Eerste overeenkomst voor uitwisselingen van gevangenen

Oorspronkelijk weigerde de Unie formeel een officiële overeenkomst te sluiten waarin richtlijnen zouden worden vastgelegd voor de structuur van de manier waarop deze uitwisselingen van gevangenen zouden plaatsvinden. Dit was te wijten aan het feit dat de Amerikaanse regering vast had geweigerd de Zuidelijke Staten van Amerika te erkennen als een geldige overheidsentiteit, en er was de angst dat het aangaan van een formele overeenkomst kon worden beschouwd als legitimering van de Confederatie als een afzonderlijke entiteit. De gevangenneming van meer dan duizend soldaten van de Unie tijdens de Eerste Slag om Bull Run eind juli 1861 creëerde echter de aanzet tot publieke druk om formele uitwisselingen van gevangenen uit te voeren. In december 1861 riep het Amerikaanse congres in een gezamenlijke resolutie president Lincoln op om parameters vast te stellen voor uitwisselingen van gevangenen met de Confederatie. In de daaropvolgende maanden probeerden generaals van beide troepen mislukte pogingen te ondernemen om een ​​unilaterale gevangenisuitwisselingsovereenkomst op te stellen.

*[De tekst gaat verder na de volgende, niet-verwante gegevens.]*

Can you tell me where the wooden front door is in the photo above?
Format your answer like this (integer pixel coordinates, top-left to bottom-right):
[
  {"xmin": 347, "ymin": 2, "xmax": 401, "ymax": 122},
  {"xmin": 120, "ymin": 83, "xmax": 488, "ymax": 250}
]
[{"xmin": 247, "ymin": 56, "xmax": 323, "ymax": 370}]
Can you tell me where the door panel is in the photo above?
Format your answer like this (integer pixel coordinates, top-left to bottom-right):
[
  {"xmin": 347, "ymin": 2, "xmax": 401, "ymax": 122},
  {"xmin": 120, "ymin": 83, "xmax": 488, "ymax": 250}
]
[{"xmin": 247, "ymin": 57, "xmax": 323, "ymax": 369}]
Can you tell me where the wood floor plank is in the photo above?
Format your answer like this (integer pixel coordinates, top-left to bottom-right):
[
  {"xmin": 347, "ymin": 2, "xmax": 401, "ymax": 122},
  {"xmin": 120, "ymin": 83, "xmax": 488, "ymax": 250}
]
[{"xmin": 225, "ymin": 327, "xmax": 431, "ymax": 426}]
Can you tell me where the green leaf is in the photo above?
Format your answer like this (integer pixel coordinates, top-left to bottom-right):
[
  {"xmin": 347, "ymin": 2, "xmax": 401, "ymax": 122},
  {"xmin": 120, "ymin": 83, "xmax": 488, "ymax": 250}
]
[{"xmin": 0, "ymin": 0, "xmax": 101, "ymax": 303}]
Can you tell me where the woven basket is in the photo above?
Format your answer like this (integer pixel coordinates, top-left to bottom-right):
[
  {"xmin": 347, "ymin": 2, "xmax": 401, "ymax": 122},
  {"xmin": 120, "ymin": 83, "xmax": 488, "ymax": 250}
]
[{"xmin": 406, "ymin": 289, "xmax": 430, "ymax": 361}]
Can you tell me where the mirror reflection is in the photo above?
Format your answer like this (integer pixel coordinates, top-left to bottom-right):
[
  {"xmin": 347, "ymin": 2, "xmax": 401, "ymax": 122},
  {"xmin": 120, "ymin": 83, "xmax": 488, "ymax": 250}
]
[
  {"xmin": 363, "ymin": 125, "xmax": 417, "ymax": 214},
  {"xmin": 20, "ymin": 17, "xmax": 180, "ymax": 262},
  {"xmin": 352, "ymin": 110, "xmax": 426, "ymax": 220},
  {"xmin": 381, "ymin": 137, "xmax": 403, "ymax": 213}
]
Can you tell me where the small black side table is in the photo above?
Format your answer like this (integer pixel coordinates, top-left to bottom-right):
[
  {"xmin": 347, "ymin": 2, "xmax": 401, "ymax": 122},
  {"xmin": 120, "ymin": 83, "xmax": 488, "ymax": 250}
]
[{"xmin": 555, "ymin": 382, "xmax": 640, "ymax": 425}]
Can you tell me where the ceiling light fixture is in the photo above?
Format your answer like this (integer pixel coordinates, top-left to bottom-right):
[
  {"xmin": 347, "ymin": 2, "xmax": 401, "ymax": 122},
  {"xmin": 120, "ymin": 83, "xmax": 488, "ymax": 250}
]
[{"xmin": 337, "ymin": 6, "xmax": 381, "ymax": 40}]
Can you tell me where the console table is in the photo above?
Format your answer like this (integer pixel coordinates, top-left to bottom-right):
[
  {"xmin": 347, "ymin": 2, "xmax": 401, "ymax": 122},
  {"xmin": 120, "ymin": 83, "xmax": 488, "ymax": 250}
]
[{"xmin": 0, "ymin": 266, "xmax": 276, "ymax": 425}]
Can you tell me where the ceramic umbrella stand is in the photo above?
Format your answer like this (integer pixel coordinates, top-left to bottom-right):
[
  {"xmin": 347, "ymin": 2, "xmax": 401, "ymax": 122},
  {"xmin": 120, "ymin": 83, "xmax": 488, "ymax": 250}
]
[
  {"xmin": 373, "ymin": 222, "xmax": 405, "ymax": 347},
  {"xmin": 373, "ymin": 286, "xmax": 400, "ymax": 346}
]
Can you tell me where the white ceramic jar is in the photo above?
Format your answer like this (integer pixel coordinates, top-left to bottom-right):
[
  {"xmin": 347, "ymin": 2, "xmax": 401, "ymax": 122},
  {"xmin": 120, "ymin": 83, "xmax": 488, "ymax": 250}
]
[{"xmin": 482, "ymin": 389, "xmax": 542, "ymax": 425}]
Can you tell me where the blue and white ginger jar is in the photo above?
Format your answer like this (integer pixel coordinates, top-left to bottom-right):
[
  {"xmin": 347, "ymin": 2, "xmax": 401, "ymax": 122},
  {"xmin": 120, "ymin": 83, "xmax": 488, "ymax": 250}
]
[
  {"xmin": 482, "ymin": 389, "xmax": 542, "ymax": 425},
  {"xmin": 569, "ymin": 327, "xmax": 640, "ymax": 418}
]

Oprichting van het Dix-Hill-kartel

In juli 1862 ontmoetten Union Major General John A. Dix en Confederate Major General D. H. Hill elkaar in de James River in Virginia bij Haxall's Landing en kwamen ze tot een overeenkomst waarbij alle soldaten een ruilwaarde toegewezen kregen op basis van hun militaire rang. Onder wat bekend zou worden als het Dix-Hill-kartel, zouden uitwisselingen van soldaten uit de Confederate en Union Army als volgt plaatsvinden:

  1. Soldaten van gelijkwaardige rang zouden worden geruild voor een één op één waarde,
  2. Korporalen en sergeanten waren twee particulieren waard,
  3. Luitenanten waren vier soldaten waard,
  4. Een kapitein was zes soldaten waard,
  5. Een majoor was acht soldaten waard,
  6. Een luitenant-kolonel was tien soldaten waard,
  7. Een kolonel was vijftien soldaten waard,
  8. Een brigadegeneraal was twintig soldaten waard,
  9. Een grote generaal was veertig particulieren waard, en
  10. Een commandant-generaal was zestig soldaten waard.

Het Dix-Hill-kartel kent ook vergelijkbare ruilwaarden toe van unie en zuidelijke marineofficieren en zeelieden op basis van hun gelijke rang als hun respectieve legers.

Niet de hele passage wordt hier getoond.